- Occupations: Herbert Worth & Annie H. Jackson Professor of Biblical Interpretation
- Years active: 1986–present
- Theological work
- Language: English
- Tradition or movement: Christian Feminism; Presbyterian; Reformed;
- Main interests: New Testament; Pauline Epistles;

= Frances Taylor Gench =

Frances Taylor Gench is a Presbyterian minister, New Testament scholar, and the Herbert Worth & Annie H. Jackson Professor of Biblical Interpretation at Union Presbyterian Seminary.

==Education==
Gench earned her B.A. from the Davidson College, and both her M.Div. and Ph.D. from Union Presbyterian Seminary (formerly Union Theological Seminary in Virginia). Her dissertation focused on the Gospel of Matthew and was later published as a monograph under the name Wisdom in the Christology of Matthew.

==Career==
Gench is ordained in the Presbyterian Church (U.S.A.) and has served as parish associate at New York Avenue Presbyterian Church in Washington, D.C. She has previously served as a member of the Presbyterian Church (U.S.A.) General Assembly's Theological Task Force on Peace, Unity, and Purity of the Church (2001-2006), and has served as a faculty member at Lutheran Theological Seminary at Gettysburg (now a part of United Lutheran Seminary).
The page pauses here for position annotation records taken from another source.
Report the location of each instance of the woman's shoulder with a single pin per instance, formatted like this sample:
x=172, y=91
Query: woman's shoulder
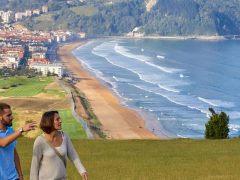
x=39, y=139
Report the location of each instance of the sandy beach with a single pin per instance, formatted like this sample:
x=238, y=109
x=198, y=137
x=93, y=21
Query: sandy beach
x=118, y=122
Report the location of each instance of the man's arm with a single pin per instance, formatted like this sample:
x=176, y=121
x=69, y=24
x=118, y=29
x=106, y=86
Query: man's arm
x=8, y=139
x=17, y=164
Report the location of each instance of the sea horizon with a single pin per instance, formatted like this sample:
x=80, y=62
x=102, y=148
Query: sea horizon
x=171, y=83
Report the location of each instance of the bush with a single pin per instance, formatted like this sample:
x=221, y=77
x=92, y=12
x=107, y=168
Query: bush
x=217, y=126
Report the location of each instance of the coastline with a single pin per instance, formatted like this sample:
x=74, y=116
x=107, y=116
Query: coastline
x=118, y=121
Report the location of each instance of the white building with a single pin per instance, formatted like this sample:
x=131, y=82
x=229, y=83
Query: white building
x=55, y=68
x=19, y=15
x=7, y=16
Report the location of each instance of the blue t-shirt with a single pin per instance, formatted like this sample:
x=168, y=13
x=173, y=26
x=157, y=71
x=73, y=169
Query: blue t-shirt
x=7, y=165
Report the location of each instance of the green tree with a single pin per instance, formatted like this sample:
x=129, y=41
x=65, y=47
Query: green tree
x=217, y=126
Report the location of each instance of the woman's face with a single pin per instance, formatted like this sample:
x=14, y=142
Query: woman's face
x=57, y=122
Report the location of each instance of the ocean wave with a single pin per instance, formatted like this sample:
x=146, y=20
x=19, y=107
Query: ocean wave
x=160, y=57
x=125, y=52
x=143, y=77
x=217, y=103
x=234, y=127
x=182, y=100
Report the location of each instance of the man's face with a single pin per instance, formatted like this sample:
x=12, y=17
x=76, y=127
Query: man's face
x=6, y=118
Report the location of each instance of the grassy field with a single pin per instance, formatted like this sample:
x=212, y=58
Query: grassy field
x=30, y=97
x=85, y=10
x=71, y=126
x=23, y=86
x=150, y=159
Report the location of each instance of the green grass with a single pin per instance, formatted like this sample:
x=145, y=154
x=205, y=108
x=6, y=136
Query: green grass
x=45, y=17
x=25, y=86
x=151, y=159
x=71, y=126
x=84, y=10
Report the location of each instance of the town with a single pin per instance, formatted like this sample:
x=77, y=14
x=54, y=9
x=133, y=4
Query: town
x=33, y=51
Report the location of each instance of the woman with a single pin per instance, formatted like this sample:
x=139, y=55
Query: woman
x=51, y=149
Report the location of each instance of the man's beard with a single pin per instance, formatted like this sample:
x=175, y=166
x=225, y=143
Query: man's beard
x=5, y=123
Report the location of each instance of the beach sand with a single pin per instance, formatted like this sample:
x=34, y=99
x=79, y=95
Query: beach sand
x=118, y=121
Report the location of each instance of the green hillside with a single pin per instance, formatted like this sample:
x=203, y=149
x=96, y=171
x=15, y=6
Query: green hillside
x=118, y=17
x=150, y=159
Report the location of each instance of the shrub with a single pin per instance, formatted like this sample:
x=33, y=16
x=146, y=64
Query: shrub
x=217, y=126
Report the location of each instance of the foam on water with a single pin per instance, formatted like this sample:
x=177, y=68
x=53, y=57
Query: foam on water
x=178, y=102
x=123, y=51
x=217, y=103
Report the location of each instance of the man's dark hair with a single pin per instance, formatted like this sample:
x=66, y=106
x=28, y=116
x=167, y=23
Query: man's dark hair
x=4, y=106
x=47, y=120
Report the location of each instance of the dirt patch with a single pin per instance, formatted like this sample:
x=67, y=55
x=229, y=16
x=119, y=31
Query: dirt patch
x=48, y=96
x=37, y=104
During her academic career, Gench has been particularly noteworthy for her work on the New Testament writings attributed to Paul the Apostle. Gench emphasizes the importance of dialogue with "tyrannical texts" in Scripture as well as between theological conservatives and theological liberals. She recommends five guiding principles for addressing difficult biblical texts: "1) remember that the difficult text is worthy of charity from its interpreters; 2) argue with the text, confident that wrestling with scripture is an act of faithfulness; 3) resist the temptation to throw the baby out with the bathwater; 4) learn from the dangers as well as the insights that biblical texts present; 5) don't let anyone tell you that you are not taking the authority of the Bible seriously."